3 saat önce
15 günlük kutsal topraklar ziyaretimden sonra, o mübarek yerleri gezip gördükten sonra insanın gerçekten dünyaya bakış açısı değişiyor. Fakat her şeye rağmen hayat devam ediyor. Döner dönmez de mesleğimiz gereği yine futbola, sahalara döndük.
Gaziantep Futbol Kulübü’nü yakından takip eden biri olarak, bu sezon oynanan futbolu, alınan sonuçları ve sahadaki kolektif takım görüntüsünü gerçekten beğeniyorum. Ancak son haftalarda sanki takım ayarını bir türlü tutturamıyor. Özellikle son üç maça baktığımızda; Fenerbahçe, Alanyaspor ve Rizespor karşılaşmalarında Gaziantep FK iyi başlasa da sonunu getiremiyor.
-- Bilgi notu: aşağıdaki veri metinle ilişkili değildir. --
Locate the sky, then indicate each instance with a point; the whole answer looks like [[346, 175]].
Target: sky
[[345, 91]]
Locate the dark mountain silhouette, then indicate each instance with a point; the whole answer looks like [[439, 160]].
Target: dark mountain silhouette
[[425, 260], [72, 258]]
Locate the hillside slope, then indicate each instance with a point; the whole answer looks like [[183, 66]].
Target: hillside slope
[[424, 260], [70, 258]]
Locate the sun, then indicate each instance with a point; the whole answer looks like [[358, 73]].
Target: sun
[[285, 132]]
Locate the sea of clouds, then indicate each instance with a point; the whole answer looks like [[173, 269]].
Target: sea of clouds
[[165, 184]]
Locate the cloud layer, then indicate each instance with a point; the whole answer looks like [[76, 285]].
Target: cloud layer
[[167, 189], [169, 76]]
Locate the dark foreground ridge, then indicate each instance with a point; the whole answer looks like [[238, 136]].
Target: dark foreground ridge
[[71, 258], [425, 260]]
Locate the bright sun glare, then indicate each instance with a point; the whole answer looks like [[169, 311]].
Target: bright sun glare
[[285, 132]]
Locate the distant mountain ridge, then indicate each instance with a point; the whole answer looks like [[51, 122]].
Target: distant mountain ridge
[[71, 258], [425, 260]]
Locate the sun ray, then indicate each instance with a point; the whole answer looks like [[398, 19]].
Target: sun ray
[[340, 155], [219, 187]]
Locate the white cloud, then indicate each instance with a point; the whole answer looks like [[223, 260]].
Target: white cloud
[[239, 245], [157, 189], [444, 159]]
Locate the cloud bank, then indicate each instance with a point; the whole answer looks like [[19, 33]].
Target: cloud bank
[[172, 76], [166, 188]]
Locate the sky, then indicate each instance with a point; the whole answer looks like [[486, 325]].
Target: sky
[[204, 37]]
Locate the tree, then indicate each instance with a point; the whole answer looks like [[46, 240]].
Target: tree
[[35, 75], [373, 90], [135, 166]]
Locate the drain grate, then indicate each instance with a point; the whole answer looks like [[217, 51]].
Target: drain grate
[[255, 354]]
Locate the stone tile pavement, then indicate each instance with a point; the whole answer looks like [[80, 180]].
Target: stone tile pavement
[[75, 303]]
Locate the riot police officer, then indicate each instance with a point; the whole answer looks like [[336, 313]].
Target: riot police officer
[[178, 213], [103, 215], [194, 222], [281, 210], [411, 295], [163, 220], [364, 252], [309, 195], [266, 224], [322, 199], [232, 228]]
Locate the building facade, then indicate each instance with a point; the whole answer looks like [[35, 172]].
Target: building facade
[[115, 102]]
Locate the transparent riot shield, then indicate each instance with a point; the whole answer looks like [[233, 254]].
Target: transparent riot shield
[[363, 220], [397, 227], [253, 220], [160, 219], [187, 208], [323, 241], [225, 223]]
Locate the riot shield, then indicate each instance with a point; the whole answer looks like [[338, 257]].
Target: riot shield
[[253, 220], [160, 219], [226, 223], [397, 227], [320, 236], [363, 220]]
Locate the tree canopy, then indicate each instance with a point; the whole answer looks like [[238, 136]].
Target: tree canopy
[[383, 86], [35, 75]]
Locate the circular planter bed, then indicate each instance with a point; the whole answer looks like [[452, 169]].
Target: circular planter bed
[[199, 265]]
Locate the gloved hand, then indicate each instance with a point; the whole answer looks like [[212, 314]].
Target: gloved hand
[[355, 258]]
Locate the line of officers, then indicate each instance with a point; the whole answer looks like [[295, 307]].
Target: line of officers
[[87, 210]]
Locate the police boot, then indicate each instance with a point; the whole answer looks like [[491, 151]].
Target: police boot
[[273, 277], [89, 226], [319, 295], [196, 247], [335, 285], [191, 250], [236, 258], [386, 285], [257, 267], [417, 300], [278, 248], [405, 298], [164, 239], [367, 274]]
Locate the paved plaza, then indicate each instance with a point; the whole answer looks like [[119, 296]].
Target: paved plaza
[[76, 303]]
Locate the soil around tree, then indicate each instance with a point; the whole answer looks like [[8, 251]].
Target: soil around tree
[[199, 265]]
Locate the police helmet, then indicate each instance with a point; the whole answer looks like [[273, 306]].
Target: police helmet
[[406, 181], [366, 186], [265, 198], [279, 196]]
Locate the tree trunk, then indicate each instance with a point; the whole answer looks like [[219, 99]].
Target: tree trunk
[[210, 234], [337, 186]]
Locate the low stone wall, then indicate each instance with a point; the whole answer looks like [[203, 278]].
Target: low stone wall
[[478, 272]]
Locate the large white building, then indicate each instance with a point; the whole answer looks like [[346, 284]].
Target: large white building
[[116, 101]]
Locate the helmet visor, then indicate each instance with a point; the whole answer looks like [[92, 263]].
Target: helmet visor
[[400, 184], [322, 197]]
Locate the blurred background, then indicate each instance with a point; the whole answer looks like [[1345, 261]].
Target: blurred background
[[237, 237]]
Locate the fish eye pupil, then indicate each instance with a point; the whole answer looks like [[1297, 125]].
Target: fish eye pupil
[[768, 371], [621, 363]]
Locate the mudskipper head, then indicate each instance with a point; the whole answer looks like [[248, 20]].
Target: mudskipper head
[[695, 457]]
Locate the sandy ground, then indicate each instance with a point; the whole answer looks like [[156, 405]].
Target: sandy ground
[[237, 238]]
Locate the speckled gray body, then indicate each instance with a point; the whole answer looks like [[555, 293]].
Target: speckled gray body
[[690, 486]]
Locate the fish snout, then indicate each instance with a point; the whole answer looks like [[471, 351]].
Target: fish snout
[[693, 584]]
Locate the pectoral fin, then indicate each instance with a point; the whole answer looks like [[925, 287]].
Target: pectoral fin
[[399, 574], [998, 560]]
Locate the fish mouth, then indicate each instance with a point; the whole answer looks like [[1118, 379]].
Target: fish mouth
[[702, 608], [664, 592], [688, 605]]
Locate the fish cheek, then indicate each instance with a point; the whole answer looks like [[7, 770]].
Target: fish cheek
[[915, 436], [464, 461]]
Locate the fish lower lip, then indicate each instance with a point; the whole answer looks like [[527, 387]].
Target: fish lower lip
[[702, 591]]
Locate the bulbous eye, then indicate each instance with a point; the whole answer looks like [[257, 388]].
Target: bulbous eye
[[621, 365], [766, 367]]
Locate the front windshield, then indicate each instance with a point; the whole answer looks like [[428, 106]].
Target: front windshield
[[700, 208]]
Bugün oynanan Çaykur Rizespor maçında da tablo değişmedi. Bayo’nun attığı golle öne geçen kırmızı-siyahlılar, ilerleyen dakikalarda bireysel hatalar yüzünden oyunun kontrolünü rakibe kaptırdı. 2-2’lik skor belki “kötü değil” denebilir ama sahanda oynuyorsan, öne geçtiğin bir maçı kazanmak zorundasın. Çünkü o üç puan Gaziantep FK’yı çok daha farklı bir noktaya taşıyabilirdi.
Burak Yılmaz yönetimindeki bu takım, özellikle son 9-10 maçta gösterdiği oyunla beni fazlasıyla mutlu ediyor. Takımdaşlık duygusu, yardımlaşma ve mücadele gücü sahaya yansıyor. Fakat bazen fazla özgüven, ayakların yere basmamasına neden olabiliyor. Bireysel hatalar zinciri, puan kayıplarını beraberinde getiriyor.
Burak Hoca saha kenarından ne kadar bağırsa da çağırsa da, futbolcular zaman bildiklerini oynamaya devam ediyor. Oysa bu takım bireysel oyunlardan vazgeçtiği anda, gerçek potansiyelini gösterecek. Çünkü bu kadroda yetenek de var, inanç da var, mücadele de var.
Bir puan belki kötü değil ama sahanda kaybedilen iki puan, hedefe giden yolda ciddi bir kayıptır. Yine de “kazanamıyorsan kaybetme” anlayışıyla alınan bu sonuç, moral bozmamalı. Milli ara sonrası daha diri, daha konsantre bir Gaziantep FK göreceğimize inanıyorum.
Bu takım doğru yolda… Yeter ki bireysel hatalardan ders çıkarılsın, takım ruhu bozulmasın. Çünkü Gaziantep FK’nın gerçek gücü, kolektif oyununda gizli.